別の研究チームは、英国の脳画像データを調べた結果、ウイルス検査で陽性となった人々において、大脳皮質が薄くなり、灰白質が減少しているといった、脳組織の損傷の証拠を発見した。査読前の医学論文を投稿するサーバ「medRxiv」に2021年8月18日付けで発表されたその論文の著者らは、新型コロナ感染で入院していた患者では「認知機能の著しい低下」が見られると指摘している。

 新型コロナウイルスは、脳に炎症を引き起こすだけでなく、脳細胞に直接感染する可能性もある。カリフォルニア大学サンディエゴ校の神経学者ジョゼフ・G・グリーソン氏は、「新型コロナウイルスが特定の種類の脳細胞に感染して増殖し、それから他の種類の細胞に感染できることを示す証拠を発見しました」と話す。

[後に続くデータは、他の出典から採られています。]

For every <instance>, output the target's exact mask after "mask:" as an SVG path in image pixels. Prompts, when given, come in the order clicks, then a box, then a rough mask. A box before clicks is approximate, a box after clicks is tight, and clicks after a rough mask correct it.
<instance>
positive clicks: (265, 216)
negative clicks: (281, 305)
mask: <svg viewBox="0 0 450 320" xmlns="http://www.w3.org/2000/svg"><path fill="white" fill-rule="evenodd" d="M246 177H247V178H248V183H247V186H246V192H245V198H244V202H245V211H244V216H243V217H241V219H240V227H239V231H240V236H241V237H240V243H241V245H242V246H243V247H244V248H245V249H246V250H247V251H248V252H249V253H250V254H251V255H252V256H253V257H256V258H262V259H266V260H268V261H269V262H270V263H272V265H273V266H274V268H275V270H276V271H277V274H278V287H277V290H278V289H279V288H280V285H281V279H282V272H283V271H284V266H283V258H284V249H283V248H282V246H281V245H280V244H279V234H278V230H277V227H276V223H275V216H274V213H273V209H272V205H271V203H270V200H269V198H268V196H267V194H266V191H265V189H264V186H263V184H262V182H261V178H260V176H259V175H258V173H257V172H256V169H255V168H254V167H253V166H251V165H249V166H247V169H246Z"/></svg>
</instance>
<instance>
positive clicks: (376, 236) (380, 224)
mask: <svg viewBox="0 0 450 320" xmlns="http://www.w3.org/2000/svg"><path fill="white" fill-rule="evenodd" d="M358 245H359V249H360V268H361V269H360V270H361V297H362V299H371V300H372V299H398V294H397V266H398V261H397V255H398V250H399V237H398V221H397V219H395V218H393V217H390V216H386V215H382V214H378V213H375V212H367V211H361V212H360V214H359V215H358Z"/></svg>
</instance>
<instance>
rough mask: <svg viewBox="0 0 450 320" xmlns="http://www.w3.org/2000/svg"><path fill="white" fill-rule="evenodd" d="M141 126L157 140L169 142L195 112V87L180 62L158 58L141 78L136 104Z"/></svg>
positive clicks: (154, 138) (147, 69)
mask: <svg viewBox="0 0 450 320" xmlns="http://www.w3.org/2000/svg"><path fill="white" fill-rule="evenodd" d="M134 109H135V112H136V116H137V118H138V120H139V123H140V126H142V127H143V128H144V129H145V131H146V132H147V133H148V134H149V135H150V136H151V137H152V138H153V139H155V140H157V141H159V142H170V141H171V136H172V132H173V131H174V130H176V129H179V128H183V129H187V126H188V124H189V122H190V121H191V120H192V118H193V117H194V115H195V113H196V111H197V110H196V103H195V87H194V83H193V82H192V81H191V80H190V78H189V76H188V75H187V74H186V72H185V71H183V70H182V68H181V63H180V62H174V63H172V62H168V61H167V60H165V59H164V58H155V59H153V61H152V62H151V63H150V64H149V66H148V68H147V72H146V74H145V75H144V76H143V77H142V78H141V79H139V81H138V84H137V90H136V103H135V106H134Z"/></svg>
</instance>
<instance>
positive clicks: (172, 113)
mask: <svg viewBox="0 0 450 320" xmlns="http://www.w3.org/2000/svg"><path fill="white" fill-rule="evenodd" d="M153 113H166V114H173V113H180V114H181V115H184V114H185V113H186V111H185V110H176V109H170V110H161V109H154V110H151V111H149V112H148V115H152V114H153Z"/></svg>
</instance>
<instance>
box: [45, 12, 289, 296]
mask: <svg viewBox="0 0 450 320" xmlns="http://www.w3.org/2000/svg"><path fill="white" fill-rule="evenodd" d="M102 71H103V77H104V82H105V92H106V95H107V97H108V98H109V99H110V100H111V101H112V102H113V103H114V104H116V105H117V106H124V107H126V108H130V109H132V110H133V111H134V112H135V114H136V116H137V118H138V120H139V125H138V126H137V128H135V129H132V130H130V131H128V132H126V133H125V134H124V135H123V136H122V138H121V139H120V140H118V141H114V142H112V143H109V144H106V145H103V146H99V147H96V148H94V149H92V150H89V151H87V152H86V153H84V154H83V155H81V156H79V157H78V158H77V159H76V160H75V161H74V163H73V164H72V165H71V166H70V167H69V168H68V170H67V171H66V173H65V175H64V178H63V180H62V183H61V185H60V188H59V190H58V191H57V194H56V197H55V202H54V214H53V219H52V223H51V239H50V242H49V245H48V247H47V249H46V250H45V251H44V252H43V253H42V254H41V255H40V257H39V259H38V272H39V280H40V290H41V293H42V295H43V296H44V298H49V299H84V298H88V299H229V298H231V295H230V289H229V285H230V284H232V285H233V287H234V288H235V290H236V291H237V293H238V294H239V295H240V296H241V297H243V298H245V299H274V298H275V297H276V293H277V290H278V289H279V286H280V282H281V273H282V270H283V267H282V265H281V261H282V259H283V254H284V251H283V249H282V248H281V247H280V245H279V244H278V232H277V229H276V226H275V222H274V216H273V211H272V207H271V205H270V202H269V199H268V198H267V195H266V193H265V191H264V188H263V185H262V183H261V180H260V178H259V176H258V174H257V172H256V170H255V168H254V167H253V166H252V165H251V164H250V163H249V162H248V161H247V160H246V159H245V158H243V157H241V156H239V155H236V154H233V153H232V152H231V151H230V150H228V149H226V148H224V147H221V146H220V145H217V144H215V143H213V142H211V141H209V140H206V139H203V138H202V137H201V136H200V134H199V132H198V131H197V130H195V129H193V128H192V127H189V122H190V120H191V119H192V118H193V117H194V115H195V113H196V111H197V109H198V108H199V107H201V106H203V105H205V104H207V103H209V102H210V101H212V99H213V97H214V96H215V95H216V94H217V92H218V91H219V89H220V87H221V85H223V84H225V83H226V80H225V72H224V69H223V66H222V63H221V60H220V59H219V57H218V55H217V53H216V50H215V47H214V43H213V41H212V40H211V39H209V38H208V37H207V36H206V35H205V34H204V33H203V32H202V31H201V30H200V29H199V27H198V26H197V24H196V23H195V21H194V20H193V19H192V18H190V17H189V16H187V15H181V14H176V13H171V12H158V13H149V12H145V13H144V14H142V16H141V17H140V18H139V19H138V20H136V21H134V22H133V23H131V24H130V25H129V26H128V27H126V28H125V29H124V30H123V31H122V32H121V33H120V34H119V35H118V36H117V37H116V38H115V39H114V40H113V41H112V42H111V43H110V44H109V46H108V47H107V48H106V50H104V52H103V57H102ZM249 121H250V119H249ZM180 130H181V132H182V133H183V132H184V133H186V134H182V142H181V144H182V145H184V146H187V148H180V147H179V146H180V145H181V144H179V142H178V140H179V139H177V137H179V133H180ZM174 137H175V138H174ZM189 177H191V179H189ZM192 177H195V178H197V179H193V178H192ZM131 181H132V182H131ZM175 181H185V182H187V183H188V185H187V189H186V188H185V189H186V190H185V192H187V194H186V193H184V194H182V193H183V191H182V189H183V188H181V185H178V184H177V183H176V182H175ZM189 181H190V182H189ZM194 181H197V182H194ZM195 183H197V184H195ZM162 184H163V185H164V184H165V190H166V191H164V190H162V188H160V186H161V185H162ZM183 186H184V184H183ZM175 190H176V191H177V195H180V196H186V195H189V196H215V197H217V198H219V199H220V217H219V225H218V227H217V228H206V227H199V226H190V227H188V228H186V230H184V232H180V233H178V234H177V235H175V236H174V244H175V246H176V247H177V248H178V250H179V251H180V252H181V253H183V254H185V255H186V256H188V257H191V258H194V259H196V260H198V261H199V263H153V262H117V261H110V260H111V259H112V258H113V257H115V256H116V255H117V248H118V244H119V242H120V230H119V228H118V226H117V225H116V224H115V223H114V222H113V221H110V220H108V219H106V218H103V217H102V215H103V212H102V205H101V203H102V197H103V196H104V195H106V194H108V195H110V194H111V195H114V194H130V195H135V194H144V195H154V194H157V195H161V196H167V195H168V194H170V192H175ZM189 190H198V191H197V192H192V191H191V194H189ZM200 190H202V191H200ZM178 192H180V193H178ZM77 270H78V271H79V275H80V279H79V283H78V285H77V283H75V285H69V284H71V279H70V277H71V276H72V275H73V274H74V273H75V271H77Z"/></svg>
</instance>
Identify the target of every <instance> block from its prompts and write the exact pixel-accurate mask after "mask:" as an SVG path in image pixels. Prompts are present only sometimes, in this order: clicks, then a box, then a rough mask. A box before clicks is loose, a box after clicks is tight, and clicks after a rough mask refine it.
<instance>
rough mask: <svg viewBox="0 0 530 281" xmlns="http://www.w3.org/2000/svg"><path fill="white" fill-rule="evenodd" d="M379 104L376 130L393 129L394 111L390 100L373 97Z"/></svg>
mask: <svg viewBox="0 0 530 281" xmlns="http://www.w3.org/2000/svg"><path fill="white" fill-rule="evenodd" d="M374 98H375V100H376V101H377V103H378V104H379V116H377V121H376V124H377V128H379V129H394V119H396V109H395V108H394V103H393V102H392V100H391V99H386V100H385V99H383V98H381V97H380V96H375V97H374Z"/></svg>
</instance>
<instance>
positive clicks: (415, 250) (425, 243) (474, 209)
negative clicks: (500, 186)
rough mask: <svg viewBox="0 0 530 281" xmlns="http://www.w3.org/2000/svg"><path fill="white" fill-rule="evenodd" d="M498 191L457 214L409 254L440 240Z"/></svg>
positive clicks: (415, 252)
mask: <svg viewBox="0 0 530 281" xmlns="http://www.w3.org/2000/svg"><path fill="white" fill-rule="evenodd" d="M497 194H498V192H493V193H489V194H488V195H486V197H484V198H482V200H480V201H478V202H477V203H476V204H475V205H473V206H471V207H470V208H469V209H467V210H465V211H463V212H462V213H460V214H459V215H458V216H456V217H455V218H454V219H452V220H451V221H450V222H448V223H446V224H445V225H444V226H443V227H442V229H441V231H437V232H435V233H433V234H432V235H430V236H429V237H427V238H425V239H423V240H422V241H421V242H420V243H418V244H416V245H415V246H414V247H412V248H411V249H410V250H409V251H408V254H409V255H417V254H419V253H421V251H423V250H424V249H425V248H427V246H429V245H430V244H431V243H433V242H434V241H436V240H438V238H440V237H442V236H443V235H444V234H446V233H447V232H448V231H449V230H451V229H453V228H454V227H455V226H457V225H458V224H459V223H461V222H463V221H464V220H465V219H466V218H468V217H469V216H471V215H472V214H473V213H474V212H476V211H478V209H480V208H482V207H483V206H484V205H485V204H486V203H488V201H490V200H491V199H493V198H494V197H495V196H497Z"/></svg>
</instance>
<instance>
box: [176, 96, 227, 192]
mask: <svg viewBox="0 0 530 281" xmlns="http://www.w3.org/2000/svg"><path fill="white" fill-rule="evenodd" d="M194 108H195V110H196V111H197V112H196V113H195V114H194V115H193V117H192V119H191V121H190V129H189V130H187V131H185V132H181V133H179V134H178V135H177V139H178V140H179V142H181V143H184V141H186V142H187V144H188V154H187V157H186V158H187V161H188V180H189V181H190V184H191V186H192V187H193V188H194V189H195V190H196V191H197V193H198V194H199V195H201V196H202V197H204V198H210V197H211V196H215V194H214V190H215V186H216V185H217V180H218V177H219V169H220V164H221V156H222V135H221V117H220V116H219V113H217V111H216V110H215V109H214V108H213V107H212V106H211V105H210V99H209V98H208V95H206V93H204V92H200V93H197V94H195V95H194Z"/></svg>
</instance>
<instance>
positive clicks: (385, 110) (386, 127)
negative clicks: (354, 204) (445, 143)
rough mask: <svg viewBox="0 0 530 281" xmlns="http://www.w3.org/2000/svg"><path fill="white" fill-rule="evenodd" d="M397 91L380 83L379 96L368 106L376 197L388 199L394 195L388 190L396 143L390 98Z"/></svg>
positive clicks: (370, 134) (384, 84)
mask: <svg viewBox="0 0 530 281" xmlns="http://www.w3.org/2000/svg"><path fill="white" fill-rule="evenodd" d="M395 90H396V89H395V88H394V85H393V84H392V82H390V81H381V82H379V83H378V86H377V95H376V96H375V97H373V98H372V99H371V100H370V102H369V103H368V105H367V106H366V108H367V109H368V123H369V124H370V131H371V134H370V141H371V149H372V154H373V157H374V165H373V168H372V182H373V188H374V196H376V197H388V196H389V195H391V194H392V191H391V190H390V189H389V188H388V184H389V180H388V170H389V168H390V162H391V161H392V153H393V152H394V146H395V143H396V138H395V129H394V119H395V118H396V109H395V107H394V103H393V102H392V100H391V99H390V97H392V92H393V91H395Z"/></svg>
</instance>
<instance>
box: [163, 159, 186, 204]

 感染しやすい脳細胞は星状膠細胞(アストロサイト)という神経組織を支える細胞だと、カリフォルニア大学サンフランシスコ校の神経科学の博士研究員マデリン・アンドリューズ氏は説明する。星状膠細胞は脳と脊髄に多く存在し、ニューロン間の伝達の調節や、血液脳関門の形成など、さまざまな役割を果たしている。

「星状膠細胞が新型コロナウイルスに感染すると、機能が変化し、健康な脳を維持する役割を果たせなくなる可能性があります」とアンドリューズ氏は言う。

 新型コロナウイルスは、毛細血管を収縮させたり、その機能を阻害したりすることによって、ニューロンへの血流を減少させる可能性もある。新型コロナによる脳卒中は、血流の減少により脳に酸素が届かなくなるせいかもしれない。グリーソン氏は、「脳は非常にデリケートなので、血流や脳細胞の健康状態に変化が生じると、脳機能が永久的に変化してしまうおそれがあります」と話す。

認知機能の障害を防ぐには

 ウイルスによる認知機能の重大な障害を防ぐにはどうしたらよいかなど、まだ多くの疑問が残っている。ボルドリーニ氏は、免疫系をあまり長期にわたって激しく戦わせないことが重要だと指摘する。

 免疫系の過剰反応を防ぐために、さまざまな治療が行われている。入院患者には、抗ウイルス薬「レムデシビル」の点滴投与が承認されている。また、新しい経口抗ウイルス薬である米メルクの「モルヌピラビル」と米ファイザーの「パクスロビド」は、重症化するリスクのある患者の入院と死亡を減少させることが示されている。これらの薬はウイルスの増殖を阻止するため、過剰な免疫反応を防げる可能性がある(編注:日本では新型コロナに対してレムデシビルとモルヌピラビルの使用が承認されている)。

 炎症そのものを抑える薬も使われている。副腎皮質ホルモン(ステロイド)、サイトカインの一種であるインターロイキン6(IL-6)の阻害薬、関節リウマチの治療薬であるJAK阻害薬がそれに当たる。

 新型コロナが脳に及ぼす影響を解明することには、もっと深い意義があるかもしれない。ボルドリーニ氏は、新型コロナで死亡した患者の脳を数十個保存している。神経症状を呈した患者とそうでない患者の脳組織を比較することによって、幅広い神経変性疾患に対して炎症が担う役割を解明するためだ。

「新型コロナ感染症は悲惨な疾患ですが、脳の働きをより良く理解するのに役立つかもしれません」と氏は言う。